2 Poems (Emily Alexander)

Ranch Vacation in Grandview, Idaho

All the cows here are certain I’ve wasted my life.

Among the tumbleweed and irrigation machines

I stake my momentary claim on these rented

square feet. I admit I was unimpressed by the pictographs

near the river, a couple dim squiggles I squinted at

in sunglasses, preoccupied by the distant dream of waking

pressed against another breath making faint wind,

a thing I haven’t thought about in some time 

though I think about it all the time. 

Now the goats are galloping across the deck

their hooves a kind of wrong thunder cracking up

from the ground, which frightens me initially. 

This is Southern Idaho a place so stupid I can’t stop

laughing I’m laughing so hard. There is a goat on my car.

There is an owl staring down the great joke of my heart. 

I guess I thought this would be fun, something to do

in the open empty range my life has become.

My life has become sitting very still.

My life has become watching the birds.

Smoke Closing In

the horizon and someone 

on a screen. Is this thing on? It’s okay 

if a million years lie between your hand

and its last light slap on a nearby arm attached

to a real person laughing 

those precarious days of pre-winter 

Jade said stuff like a model plane

you can paint any color you want

but it’d be better if it were different.

Then in the city when I lived in the city

I could’ve built a haphazard castle 

on a hilltop overlooking ferryboats 

and several funeral homes instead

I turned shy again

and it didn’t really matter.

Molly came over I’d choose two or three thoughts

I hoped would transfer the essential 

guts of a nameless near-feeling

from me to her or just from me

to say aloud.
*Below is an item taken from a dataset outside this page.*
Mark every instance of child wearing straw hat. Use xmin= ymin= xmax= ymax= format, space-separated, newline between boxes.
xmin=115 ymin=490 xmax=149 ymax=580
I hated it there too.

Now it glows unequivocally and Molly’s married.

Sometimes life seems like the moon

of some anonymous planet and I’m a reluctant astronaut

refusing to leave the spaceship.

Mostly it’s just these branches

stippled with ash and bent and the birds who talk

without hands and I’m late 

to send my little spreadsheets

count my little pennies.

Someone’s gotta do it people say 

and I like when they say it I like people

saying things and going 

to the movies to not say things 

in the eerie astonishing dark.

My dream is a freelance train conductor

with a beautiful brain.

My dream is a lover in a pair of red pants

and one good metaphor for trees.

***

Emily Alexander is from Idaho. Her poetry has been published or is forthcoming in journals such as Hobart Pulp, Penn Review, and Conduit. She waits tables and lives in Brooklyn.